Kavanaugh, QC's Babcock notion wasn't out of left field -- the California order uses the language from the decision. It's pretty clear that Takings provides a hard line in the neighborhood, but the difficulties with using it here are (1) the state specifically found that the conditions of Babcock were met and actually quoted it in the order (though not knowing much about the case, or this area of law, I'm not sure why NLRA preemption hasn't been mentioned); and (2) at least at first glance, there's daylight between a Babcock rule and a property interest. Say there's a parking lot at issue, and the organizers want to use it to make contact with the workers, but, unlike in the Babcock facts, it's also open to shoppers. If I can tread the herbage to buy a pound of margarine, it's hard to argue that your being compelled to admit a non-shopping organizer has really harmed your property interests all that much.
(Caveat, talking as a generalist with vague memories of Labor Law with an awesome Prof.)
My difficulties with the Takings claim are (1) in California, it's a personal interest, and the only person who can really hold it would be the state, and they couldn't exercise it, they would just identify the relevant party that could; (2) the airplane chicken coop case was clearly an easement appurtenant, a bit like driving a mail truck over the neighbor's flower bed, as the post office has no street access; (3) the easement would somehow follow the shop if it moved, or be extinguished by operation of a completely different area of law.
If you have to translate the NLRA into state property and contract terms (and I'm not entirely sure that you do, given Act preemption), the best answer might be to say that public policy implies a term in any agricultural employment contract for work in California, compelling the employer to admit union representatives as a privilege against the trespass. So land-law, you're talking consent after bargaining for value in the employment contract.
My tuppence.
Mr. D.
In light of the bizarre Ninth Circuit opinion that would NOT allow a taking unless the access, occupation, and deprivement of property were 24/7, 365; I understand the desire to find a constitutional takings issue on appeal. SCOTUS couldn't let the ninth circuit legal analysis stand. When Justice Soutamayour is leaning toward supporting a property owner, you know there is a problem with the restriction. Unfortunately, as a transactional real estate attorney who dealt with business, retail, development, and corporate matters, the legal dispute could have easily been resolved by drafting and entering into license agreements. Both sides were forced into an extreme position that confused the justices. The right to use/access a property for a limited without a specifically defined boundary location is a license. You purchase a license when you attend a festival or carnival. A movie theater is a license. Require for liability purposes and property right purposes a license for the union organizers to enter the property. The dollar amount associated with the license is negotiable and something rational real estate and business people can sort through.

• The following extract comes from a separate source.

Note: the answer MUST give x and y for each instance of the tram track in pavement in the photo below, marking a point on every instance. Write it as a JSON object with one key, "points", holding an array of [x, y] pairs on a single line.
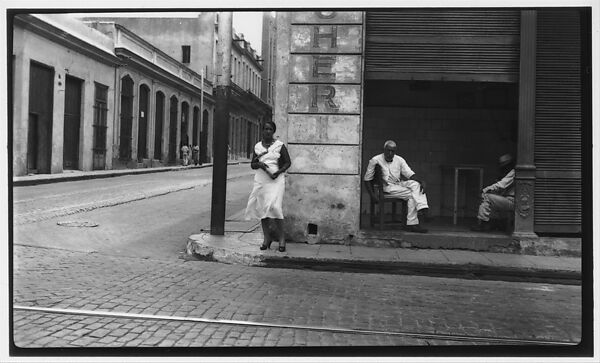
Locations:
{"points": [[474, 339]]}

I engaged in real estate transactions in 25 states and 3 Canadian provinces over my 33 years as an attorney. I have closed on the purchase of 300 retail locations/properties in one transaction. I have leased hundreds of retail locations and developed retail properties. I do not understand litigation for matters that transactional attornies could resolve with routine analysis and stock/form documents. I sometimes think that there is a portion of the brain of litigation attorneys that is shunted.
Bob from Ohio, I had the same take as you. From what I read in this exchange, it seemed to me like everyone was actually talking about a license.